Administration Overview

Opening Pneuron Administrator

After starting the Pneuron and web servers, you can start Pneuron Administration.

  1. Open a web browser.

  2. In the address field, type the location of the web server port, followed by the name of the Pneuron Administration directory you created during the installation process (such as “/Admin”). If the web server is installed on a remote machine, enter the IP address or hostname of the web server and associated port, such as http://192.168.10.197:8080/Admin. If the web server is installed on the local machine, enter the localhost port number and name of the Pneuron Administration directory you created during installation, such as http://localhost:8080/Admin.

    The Pneuron Administration Login screen appears.

    image.png

  3. Enter your User name, Password, and Host name for Pneuron Administration. Then click Login. The Pneuron Administration User Management page appears.

Pneuron Administration Overview

The Pneuron Administration™ module is part of the Pneuron Applications Suite, which consists of Pneuron Design Studio™, Pneuron Administration™, and Pneuron Enterprise Control Manager™ (ECM).

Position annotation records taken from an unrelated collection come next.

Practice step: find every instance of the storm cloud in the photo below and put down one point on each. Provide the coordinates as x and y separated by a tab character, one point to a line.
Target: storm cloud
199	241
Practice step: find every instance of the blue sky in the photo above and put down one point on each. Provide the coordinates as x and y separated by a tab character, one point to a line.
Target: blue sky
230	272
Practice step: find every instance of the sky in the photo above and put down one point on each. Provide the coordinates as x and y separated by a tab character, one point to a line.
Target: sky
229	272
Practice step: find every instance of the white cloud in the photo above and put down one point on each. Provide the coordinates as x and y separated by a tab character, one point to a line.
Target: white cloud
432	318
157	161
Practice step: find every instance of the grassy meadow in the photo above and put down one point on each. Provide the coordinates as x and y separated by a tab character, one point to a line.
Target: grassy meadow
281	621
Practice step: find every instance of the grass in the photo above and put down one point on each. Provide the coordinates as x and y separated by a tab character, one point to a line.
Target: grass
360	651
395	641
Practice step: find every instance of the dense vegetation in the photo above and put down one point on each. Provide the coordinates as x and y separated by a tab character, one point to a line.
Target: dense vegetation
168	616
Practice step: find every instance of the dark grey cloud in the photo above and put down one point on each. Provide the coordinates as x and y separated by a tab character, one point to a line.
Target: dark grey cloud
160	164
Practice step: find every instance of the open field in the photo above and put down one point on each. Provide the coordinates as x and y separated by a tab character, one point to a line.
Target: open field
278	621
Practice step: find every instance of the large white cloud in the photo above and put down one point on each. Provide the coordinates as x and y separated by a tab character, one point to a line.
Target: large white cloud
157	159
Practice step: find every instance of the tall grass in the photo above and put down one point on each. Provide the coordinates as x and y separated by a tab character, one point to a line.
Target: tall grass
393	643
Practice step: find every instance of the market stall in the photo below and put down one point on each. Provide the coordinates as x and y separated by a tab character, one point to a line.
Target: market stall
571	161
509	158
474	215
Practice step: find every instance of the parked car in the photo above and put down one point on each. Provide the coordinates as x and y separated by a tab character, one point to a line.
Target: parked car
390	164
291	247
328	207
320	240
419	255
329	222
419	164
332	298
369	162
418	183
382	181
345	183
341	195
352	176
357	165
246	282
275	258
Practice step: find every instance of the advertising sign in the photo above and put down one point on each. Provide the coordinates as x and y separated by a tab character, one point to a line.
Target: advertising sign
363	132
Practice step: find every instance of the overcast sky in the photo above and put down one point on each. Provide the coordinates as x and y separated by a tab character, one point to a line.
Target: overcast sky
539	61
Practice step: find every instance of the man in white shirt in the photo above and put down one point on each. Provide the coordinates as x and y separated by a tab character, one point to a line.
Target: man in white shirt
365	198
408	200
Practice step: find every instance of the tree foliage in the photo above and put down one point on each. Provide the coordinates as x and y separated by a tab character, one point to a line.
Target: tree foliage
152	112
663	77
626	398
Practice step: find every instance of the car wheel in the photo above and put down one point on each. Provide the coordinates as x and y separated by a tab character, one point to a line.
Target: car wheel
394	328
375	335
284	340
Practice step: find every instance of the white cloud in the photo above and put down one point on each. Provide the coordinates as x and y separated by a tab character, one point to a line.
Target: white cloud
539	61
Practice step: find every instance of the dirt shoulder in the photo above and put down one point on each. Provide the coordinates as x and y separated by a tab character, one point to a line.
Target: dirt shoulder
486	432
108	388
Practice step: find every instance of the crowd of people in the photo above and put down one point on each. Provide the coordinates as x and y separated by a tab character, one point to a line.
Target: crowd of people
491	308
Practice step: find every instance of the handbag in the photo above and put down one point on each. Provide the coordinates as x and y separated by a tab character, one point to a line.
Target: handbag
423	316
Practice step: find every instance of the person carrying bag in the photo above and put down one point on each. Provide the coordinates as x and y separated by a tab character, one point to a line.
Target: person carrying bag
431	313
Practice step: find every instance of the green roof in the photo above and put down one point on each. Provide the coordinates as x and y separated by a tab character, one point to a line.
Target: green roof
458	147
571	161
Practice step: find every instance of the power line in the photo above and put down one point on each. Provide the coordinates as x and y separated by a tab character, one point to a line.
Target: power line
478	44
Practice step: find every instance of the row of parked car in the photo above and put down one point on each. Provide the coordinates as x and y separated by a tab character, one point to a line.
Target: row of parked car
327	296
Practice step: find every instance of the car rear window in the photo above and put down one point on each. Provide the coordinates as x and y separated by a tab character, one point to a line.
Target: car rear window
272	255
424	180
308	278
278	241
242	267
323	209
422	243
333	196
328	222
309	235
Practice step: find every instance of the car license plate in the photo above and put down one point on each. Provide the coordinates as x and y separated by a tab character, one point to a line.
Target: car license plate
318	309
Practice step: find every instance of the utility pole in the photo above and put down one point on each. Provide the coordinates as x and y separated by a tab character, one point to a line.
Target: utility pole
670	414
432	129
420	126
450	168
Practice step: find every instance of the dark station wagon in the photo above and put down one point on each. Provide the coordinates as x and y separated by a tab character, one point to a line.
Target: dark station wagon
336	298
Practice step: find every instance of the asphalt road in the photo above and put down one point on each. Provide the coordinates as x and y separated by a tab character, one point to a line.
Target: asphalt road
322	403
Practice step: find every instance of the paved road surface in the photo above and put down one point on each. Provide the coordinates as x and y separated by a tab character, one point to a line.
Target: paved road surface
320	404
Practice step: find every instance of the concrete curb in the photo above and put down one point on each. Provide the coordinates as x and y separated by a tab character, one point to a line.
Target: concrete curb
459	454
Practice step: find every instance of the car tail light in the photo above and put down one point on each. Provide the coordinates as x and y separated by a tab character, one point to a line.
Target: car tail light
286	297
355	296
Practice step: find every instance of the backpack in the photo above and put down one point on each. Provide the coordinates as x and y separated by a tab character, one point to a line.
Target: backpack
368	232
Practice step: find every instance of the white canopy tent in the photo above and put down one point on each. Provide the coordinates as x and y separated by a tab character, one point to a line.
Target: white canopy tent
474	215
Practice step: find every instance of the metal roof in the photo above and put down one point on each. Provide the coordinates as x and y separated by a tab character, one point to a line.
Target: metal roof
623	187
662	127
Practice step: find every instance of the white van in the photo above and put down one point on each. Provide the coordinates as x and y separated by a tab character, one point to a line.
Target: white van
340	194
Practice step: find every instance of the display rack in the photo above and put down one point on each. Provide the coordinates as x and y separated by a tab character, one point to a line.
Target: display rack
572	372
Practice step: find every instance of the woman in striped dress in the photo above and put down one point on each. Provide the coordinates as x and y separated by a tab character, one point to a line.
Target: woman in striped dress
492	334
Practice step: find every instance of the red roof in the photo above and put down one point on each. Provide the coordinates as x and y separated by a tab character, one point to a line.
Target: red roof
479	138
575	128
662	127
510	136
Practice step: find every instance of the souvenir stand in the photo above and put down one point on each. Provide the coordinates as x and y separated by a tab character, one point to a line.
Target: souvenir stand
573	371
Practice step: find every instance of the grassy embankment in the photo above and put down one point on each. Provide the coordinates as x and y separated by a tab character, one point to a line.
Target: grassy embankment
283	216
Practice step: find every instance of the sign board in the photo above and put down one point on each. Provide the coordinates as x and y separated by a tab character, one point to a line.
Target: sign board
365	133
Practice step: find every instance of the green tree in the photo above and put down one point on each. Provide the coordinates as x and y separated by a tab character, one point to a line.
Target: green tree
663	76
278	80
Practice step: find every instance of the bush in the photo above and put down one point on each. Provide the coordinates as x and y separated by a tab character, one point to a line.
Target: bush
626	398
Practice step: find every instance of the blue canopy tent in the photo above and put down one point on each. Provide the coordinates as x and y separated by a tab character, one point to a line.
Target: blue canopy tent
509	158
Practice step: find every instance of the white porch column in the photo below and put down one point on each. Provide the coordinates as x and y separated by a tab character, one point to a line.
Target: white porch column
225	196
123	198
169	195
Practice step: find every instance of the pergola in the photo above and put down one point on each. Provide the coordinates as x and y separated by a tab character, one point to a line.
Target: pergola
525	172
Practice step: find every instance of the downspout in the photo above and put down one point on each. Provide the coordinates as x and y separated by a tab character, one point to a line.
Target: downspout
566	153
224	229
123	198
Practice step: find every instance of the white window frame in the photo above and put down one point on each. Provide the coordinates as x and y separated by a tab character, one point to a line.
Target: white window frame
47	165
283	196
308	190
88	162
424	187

The Pneuron Administration application enables administrators to:

  • Create Pneuron users
  • Control access and authorization
  • Configure user privileges
  • Create and manage groups
  • Set up host servers and their properties, virtual machine realms and their properties
  • Define aliases for connecting to data sources, file systems and other locations

Pneuron Administration can also be used to configure data sources and pre-defined SQL queries used for graphs and charts (widgets) to be displayed in the Pneuron Enterprise Control Manager™ (ECM).

The Pneuron applications run on a web server and operate as a thin client configuration.

Overview of the Security and Access Model

Pneuron has implemented a flexible, configuration-based model to meet the different security and information access requirements of organizations and users.

There are two fundamental access concepts applied in the Pneuron Administration™ module:

  • Privileges – Privileges represent individual atomic actions that users can perform within the Pneuron application. Privileges are fine grained and are associated with all atomic operations within the Pneuron Application. Examples of privileges include the ability to view, modify, add, or delete Pneurons.

  • Information Access – Information Access defines permissions for user access to resources and artifacts that are configured in the Pneuron applications. Examples of information access include permissions to access and operate on Pneuron networks or projects, data sources, and dashboards.

By combining privileges and information access, Pneuron provides enterprise users flexible and secure access to all elements within the application.

Pneuron Administration supports two models for managing privileges:

  • Roles-based privileges – Roles represent a collection of privileges. By utilizing roles, the setup and management of users is streamlined, and Pneuron administrators can ensure overall consistency across multiple members.

  • User-based – Individual users can be configured with a set of explicitly defined privileges.

Pneuron provides three default, pre-configured users and roles for the Administration, Design Studio, and Enterprise Control Manager applications. The default roles are: - Admin – This role has all privileges associated with the Administration application and across the Design Studio and Enterprise Control Manager applications. The Admin role is used to set up users within the application. - Net Designer – This role has all privileges associated with the Design Studio application. - ECM Designer – This role has all privileges associated with the Enterprise Control Manager application.

When configuring a user’s permissions, the administrator can assign privileges directly to the new user or assign a role. If the administrator selects a default role and then proceeds to modify the associated permissions, the system will prompt the administrator to save the existing configuration as a new role (the default roles cannot be modified). The role and user-based privilege configuration within the Pneuron Administration application is displayed below.

image.png

Users cannot modify the default roles. Instead, the user has the option of modifying and saving the default role into a custom new role for future use. In this case, the default roles are used as templates and accelerate creation of new roles. A user can be associated with only one role.

Pneuron also provides group management features within the Administration application. Any number of groups can be created and managed within the Pneuron Administration. Groups are used to organize multiple users together. This approach is analogous to organizations, which have defined operational functions and access to specific information is relevant to only certain groups within the organization. Information Access can be configured either at the User level or at the Group level. The flow for configuring information access is displayed below.

image.png

Evaluation of the configured privileges and information access is important during system access and processing. The key evaluation rules are displayed below.

image.png

  • Information access is determined by evaluating and combining across all information access assignments. For example, consider a scenario where a user is associated with multiple groups and also has individual information access assignment. One group has view for project 1 and second group has update for project 1 and user information access includes project 1 add, then the user has view, add, and update for the project at the information access level.

  • Information Access privileges that are most restrictive take precedence during evaluation. Example: User A has view, update, add, and delete privileges for projects and User A is also associated with Information Access permissions and has been granted View for a project. User A will only have view access to the assigned project.

  • New information artifacts will not be automatically granted to group user members. This applies in a situation where a user belonging to a group creates a new information access artifact (project, data source, dashboard, etc.). The user that created the information will have access. However, other members within the group will need to be assigned access through Information Access to obtain permission.